Un duel de ponctuation ? sabre de bois !
Le naufrage du langage ? Depuis le Déluge et Babel, il en a vu d’autres 🙂
Disons qu’il faut au moins faire semblant d’être optimiste.
Et puis je ne peux rien dire, mais je connais la fin (enfin, celle du feuilleton ! et puis je crois… parce que tant que ça n’est pas fini ça peut encore tanguer !
🙂
Le langage survivra ; (point virgule comme une main au crochet) mais le nôtre dans lequel je sens, aime, rêve, peut-être pas, c’est naturel mais un peu triste tout de même.
(je dis ce que je ne pense pas, mais fichtre on n’abandonne pas un duel comme ça)
Un duel ? à l’aube ? avec chapeau gibus, gants blancs et deux témoins chaque ? pas bon pour un paresseux 🙂
à la place, demain à l’aube, le 5e épisode du feuilleton !
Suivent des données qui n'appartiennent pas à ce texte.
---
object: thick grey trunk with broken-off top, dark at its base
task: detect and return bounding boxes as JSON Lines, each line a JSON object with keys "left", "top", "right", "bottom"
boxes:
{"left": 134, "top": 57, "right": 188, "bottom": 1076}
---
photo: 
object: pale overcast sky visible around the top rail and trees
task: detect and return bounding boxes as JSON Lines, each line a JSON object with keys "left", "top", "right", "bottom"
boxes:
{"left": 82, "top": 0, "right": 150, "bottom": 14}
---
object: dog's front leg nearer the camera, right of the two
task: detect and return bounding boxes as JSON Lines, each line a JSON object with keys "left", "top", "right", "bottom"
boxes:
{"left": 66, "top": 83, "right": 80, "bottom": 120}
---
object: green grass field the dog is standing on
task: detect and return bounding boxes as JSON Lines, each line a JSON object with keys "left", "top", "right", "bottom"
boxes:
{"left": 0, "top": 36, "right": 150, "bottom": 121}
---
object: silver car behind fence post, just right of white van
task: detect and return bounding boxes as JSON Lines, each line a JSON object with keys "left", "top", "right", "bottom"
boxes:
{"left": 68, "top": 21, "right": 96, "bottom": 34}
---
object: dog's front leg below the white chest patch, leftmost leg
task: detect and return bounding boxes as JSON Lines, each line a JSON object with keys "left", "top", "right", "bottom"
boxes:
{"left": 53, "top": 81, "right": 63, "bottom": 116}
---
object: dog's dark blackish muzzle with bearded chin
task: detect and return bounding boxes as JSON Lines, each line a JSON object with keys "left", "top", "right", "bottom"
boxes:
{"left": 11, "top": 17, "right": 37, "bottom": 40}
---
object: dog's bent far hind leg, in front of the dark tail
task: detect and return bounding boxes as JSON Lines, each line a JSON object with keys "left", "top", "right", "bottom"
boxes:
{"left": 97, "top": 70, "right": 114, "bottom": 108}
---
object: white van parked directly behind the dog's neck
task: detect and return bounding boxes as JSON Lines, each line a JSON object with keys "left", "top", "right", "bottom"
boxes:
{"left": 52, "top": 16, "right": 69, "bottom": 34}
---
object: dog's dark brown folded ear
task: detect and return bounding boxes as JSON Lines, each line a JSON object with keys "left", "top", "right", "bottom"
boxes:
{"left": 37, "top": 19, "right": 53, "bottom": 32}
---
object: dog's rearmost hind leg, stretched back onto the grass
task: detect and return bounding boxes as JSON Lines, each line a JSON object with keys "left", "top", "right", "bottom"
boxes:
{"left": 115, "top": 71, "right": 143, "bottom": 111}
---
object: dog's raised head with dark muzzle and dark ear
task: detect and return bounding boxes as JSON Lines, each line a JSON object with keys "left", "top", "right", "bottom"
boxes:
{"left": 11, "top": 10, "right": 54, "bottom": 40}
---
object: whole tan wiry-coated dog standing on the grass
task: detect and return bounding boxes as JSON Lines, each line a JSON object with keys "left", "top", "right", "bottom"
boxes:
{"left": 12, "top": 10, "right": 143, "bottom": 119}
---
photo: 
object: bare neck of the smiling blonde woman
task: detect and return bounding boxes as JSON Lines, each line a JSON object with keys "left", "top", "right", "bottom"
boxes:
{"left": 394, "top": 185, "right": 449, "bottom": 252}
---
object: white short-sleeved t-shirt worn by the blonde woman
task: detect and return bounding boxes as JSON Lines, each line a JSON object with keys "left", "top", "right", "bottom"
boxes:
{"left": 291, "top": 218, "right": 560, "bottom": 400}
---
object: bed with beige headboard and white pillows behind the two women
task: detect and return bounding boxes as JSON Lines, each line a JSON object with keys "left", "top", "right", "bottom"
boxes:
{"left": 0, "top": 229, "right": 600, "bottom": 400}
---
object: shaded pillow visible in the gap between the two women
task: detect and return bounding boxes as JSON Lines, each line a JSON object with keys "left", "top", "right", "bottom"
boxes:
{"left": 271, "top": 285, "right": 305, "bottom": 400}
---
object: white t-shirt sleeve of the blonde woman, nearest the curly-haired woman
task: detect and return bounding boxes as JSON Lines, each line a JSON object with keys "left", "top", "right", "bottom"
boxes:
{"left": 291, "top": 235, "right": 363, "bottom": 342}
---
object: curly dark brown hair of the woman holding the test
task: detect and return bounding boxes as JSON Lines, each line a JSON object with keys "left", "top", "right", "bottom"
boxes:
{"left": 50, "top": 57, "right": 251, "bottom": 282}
Et donc un point de paix comme une poignée de main à notre conversation. 😉
Tout de même le point d’interrogation comme main au crochet ça aurait mieux fait… Bref !
Est-ce qu’ à l’oral tu as un discours aussi émaillé de trouvailles, de trésors ? Cela semble te venir spontanément !
Non, je ne parle pas comme ça ! Je ne me suis pas échappé d’un feuilleton de Rocambole 🙂 Mais c’est vrai que l’écriture (pour moi) c’est la vengeance de l’esprit de l’escalier : on peut revenir trois paragraphes en arrière pour placer une réplique imparable, pas comme dans la vraie ie !
Et puis dans ce feuilleton, j’empile les mots à coeur-joie, avec des pleins paquets d’adjectifs ronflants. Mais je peux écrire plus succinct. Enfin, j’essaierai.
La culture grammaticalo-historo-marino-bouquinière est aussi profonde que les strates qui recouvrent le vocabulaire éocénien-paléo-sidérien. C’est sidérant.
j’en reste coi. J’imagine que mes profs de grammaires aussi.